2. Par acte du 17 février 2023, La Poste a saisi le président du tribunal judiciaire d'une demande d'annulation de cette délibération.
Examen du moyen
Sur le moyen, pris en ses deuxième et cinquième branches
Enoncé du moyen
3. Le comité fait grief au jugement d'annuler sa délibération du 6 février 2023 décidant de faire appel à un expert agréé, alors :
« 2°/ que la contestation par l'employeur de la nécessité de l'expertise décidée par le CHSCT ne peut concerner que le point de savoir si le projet litigieux est un projet important modifiant les conditions d'hygiène et de sécurité ou les conditions de travail, lequel doit être apprécié dans sa globalité ; qu'en annulant la délibération du 6 février 2023 décidant de recourir à une expertise au titre d'un projet important sans examiner, comme il y était pourtant invité par le CHSCT, l'incidence de l'étalement des flux, permis par la distribution pilotée, sur l'activité de distribution, et partant sur les conditions de travail des facteurs, qui est au c?ur du projet de la nouvelle gamme courrier, pour apprécier l'importance dudit projet, le président du tribunal judiciaire a entaché sa décision d'un défaut de base légale au regard de l'article L. 4614-12, 2°, du code du travail, demeuré applicable à La Poste ;
5°/ qu'en l'absence d'une instance temporaire de coordination des différents comités d'hygiène, de sécurité et des conditions de travail implantés dans les établissements concernés par la mise en oeuvre d'un projet important modifiant au niveau national les conditions de travail au sens de l'article L. 4612-8-1 du code du travail alors applicable, chacun des CHSCT territorialement compétents pour ces établissements est fondé à recourir à l'expertise, nonobstant l'absence de mesures spécifiques d'adaptation à l'établissement ; qu'en l'espèce, pour annuler la délibération du CHSCT de la PPDC de Vallée Vilaine du 6 février 2023, le jugement relève que le CHSCT échoue à démontrer le caractère important du projet de nouvelle gamme courrier, après avoir rejeté la valeur probante des questionnaires émanant de "postiers affectés en Loire-Atlantique ou en Vendée" estimant qu'ils n'étaient "guère probants quant aux conditions de travail des postiers relevant de son périmètre" ; qu'en statuant ainsi, cependant qu'en raison de son caractère national, le CHSCT exposant était fondé à justifier de l'impact du projet sur les conditions de travail des agents relevant de sa compétence, en s'appuyant sur des éléments de preuve recueillis en dehors du périmètre d'implantation du CHSCT, le président du tribunal judiciaire a violé l'article L. 4614-12, 2°, du code du travail, demeuré applicable, ensemble l'article 1315, devenu 1353 du code civil. »
Réponse de la Cour
4. Vu les articles L. 4612-8-1 et L. 4614-12, 2°, du code du travail demeurés applicables à La Poste :
5. Aux termes du premier de ces textes, le comité d'hygiène, de sécurité et des conditions de travail est consulté avant toute décision d'aménagement important modifiant les conditions de santé et de sécurité ou les conditions de travail et, notamment, avant toute transformation importante des postes de travail découlant de la modification de l'outillage, d'un changement de produit ou de l'organisation du travail, avant toute modification des cadences et des normes de productivité liées ou non à la rémunération du travail.

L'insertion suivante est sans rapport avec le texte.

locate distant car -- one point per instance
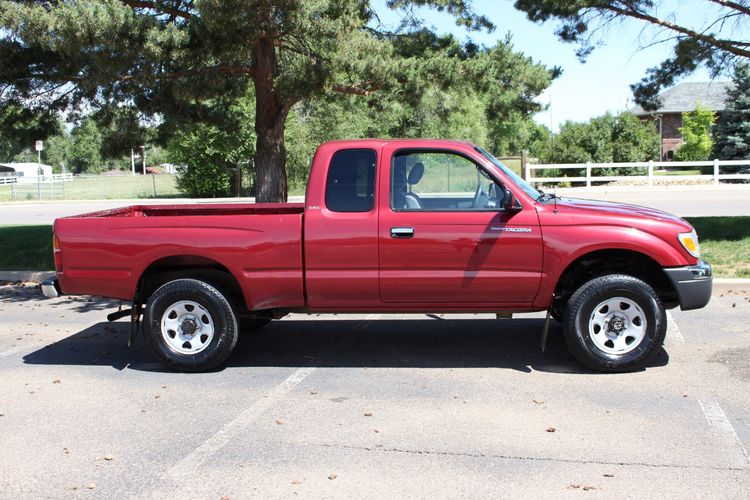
(420, 226)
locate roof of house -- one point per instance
(685, 96)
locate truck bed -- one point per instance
(197, 209)
(106, 252)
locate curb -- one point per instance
(720, 284)
(37, 276)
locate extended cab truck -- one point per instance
(393, 226)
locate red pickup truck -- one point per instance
(390, 226)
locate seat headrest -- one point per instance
(416, 173)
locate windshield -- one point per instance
(513, 176)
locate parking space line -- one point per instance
(717, 419)
(189, 464)
(362, 324)
(673, 331)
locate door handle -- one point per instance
(402, 232)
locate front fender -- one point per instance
(563, 245)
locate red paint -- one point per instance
(307, 257)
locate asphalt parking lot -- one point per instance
(368, 406)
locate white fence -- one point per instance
(33, 179)
(591, 170)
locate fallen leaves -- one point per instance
(584, 487)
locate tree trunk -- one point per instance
(270, 120)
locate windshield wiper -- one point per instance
(546, 196)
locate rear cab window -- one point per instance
(350, 185)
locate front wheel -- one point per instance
(614, 323)
(190, 326)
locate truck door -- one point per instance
(444, 236)
(341, 228)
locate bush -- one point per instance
(204, 170)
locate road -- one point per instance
(369, 407)
(681, 200)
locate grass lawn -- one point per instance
(683, 172)
(26, 248)
(101, 187)
(725, 243)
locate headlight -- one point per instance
(689, 241)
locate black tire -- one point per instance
(581, 323)
(219, 312)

6. Selon le second, le comité d'hygiène, de sécurité et des conditions de travail peut faire appel à un expert agréé en cas de projet important modifiant les conditions de santé et de sécurité ou les conditions de travail, prévu à l'article L. 4612-8-1.
7. L'existence de mesures spécifiques d'adaptation à l'établissement ne constitue pas une condition de la reconnaissance du projet important au sens de l'article L. 4612-8-1 du code du travail, de nature, en l'absence d'instance temporaire de coordination des comités d'hygiène, de sécurité et des conditions de travail, à priver le comité d'hygiène, de sécurité et des conditions de travail de son droit à faire appel à un expert agréé.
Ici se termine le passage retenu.